In the streets behind the Baldwin Hills Crenshaw Plaza stands what may or may be the oldest building in Los Angeles. The crown was long believed to belong to the 203 year-old 1818 Avila Adobe on Olvera Street, but further historical research in 2012 revealed that this structure, originally part of Rancho La Cienega o Paso de la Tijera, dates back some 50 years prior to when it was deeded to Don Vicente Sanchez in 1843, making it around 230 years old.  The building was later owned by Baldwin Hills' namesake Elias Jackson "Lucky" Baldwin, who brought freed slaves to work in his homestead after the Civil War. The historic structure - 30 feet wide and two stories tall - has been integrated into a large single-story building built in 1927. It is currently home to Agape Church of Los Angeles.

14. Black Dahlia Body Site
3825 S. Norton Ave, Crenshaw District

On the morning of January 15, 1947, the body of 22 year-old waitress Elizabeth Short, a.k.a. "The Black Dahlia" - the victim of arguably the most famous unsolved murder case in Los Angeles history - was discovered on this site (at the time an empty lot; the house was not built until 1956) by a local woman walking with her young daughter. Short, a transplant from Boston who was reportedly an aspiring actress, was missing the week prior to the discovery of her body, and the case garnered national headlines due to the gory details of her murder. The LAPD's investigation yielded over 150 suspects but no arrests. The cultural intrigue surrounding Short's death became a huge influence on the 1940s 'Los Angeles Noir' phenomenon.
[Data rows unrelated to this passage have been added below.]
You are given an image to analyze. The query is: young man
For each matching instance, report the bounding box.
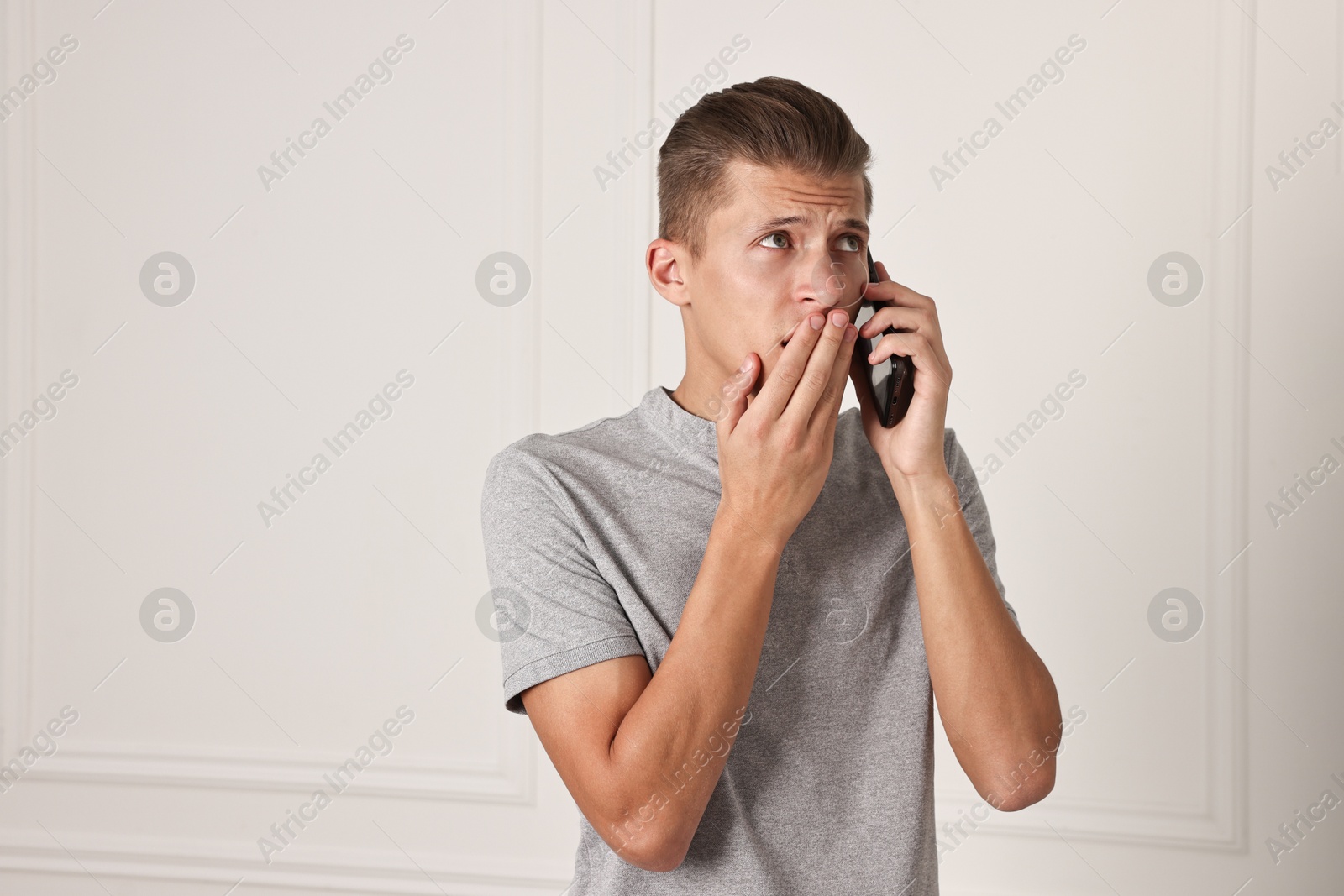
[481,78,1060,896]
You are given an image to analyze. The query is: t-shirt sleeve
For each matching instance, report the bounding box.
[943,428,1021,631]
[479,443,643,716]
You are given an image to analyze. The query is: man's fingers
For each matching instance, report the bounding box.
[780,311,849,427]
[751,314,827,421]
[808,322,858,438]
[710,352,761,450]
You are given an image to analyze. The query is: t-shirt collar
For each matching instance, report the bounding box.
[640,385,719,464]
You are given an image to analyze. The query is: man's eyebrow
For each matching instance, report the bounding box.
[753,215,872,237]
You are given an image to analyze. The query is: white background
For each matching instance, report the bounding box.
[0,0,1344,896]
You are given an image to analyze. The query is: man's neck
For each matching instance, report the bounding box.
[672,364,754,421]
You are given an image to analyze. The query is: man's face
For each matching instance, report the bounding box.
[681,161,869,396]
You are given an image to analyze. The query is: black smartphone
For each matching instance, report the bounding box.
[853,250,916,427]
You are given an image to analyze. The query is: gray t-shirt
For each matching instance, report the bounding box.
[481,385,1016,896]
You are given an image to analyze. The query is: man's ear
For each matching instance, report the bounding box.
[643,238,690,305]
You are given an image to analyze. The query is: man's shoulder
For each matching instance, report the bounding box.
[486,407,647,495]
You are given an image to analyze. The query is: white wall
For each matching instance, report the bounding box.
[0,0,1344,894]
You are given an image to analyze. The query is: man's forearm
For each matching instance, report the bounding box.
[601,505,780,867]
[892,475,1060,809]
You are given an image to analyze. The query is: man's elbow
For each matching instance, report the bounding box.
[984,757,1055,811]
[616,838,687,872]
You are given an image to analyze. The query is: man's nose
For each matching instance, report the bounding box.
[797,246,858,307]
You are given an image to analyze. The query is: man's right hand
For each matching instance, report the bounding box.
[715,309,858,553]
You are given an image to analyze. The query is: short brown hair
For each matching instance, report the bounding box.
[659,78,872,259]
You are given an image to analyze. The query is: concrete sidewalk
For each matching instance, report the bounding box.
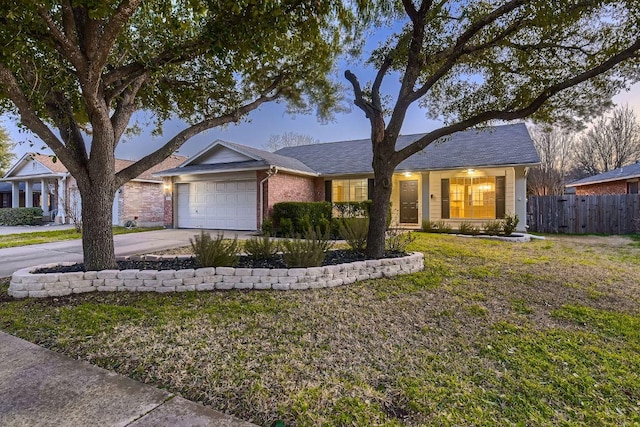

15. Ken Clark Pontiac/Majestic Pontiac Sign
3740 Crenshaw Blvd, Crenshaw District

Although Crenshaw supported a streetcar line south of Vernon, the thoroughfare north of it had always been auto-centric in nature and design. From the late 1930s to 2000, The 'Shaw was once home to an auto row, boasting car dealerships such as Crenshaw Ford, Harry Mann Chevrolet (once the largest Corvette dealer in the US), O'Connor Lincoln-Mercury and Peterson Oldsmobile. The last of the lot, so to speak, was Majestic Pontiac, at Crenshaw and Coliseum. Originally Ken Clark Pontiac from 1952 to 1960, the business was sold and became Majestic Pontiac. The dealership's telltale neon sign with the Pontiac Indian logo was an icon on the boulevard, much like how Felix Chevrolet's cartoon cat smiles over Figueroa today. The dealership closed for good in 2000 and the lot was converted into a shopping center soon afterward. But the original 1952 sign still remains, Pontiac Indian head intact, this time adapted to bear the signage of Big 5 Sporting Goods and Goodwill Industries.

16. Obama Boulevard
Obama Boulevard between Martin Luther King Jr. Blvd and Gramercy Pl

Originally named Rodeo Road in 1911, presumably to honor the history of cattle ranchers of the area, most specifically those of nearby Rancho La Brea. After living in the confusing shadow of the more opulent Rodeo Drive in Beverly Hills since the 1920s, the street was officially re-named and re-dedicated "President Barack Obama Boulevard" in a public ceremony and festival on May 4, 2019, in honor of the 44th (and first African American) president of the United States, who made one of his first presidential campaign appearances at Rancho Cienega Park on February 20, 2007. The street is nestled south of Washington, Adams and Jefferson boulevards, and intersects with Martin Luther King Jr. Blvd. It joins 16 other thoroughfares nationwide named after Obama.

Enjoy CicLAvia again and STAY MILITANT!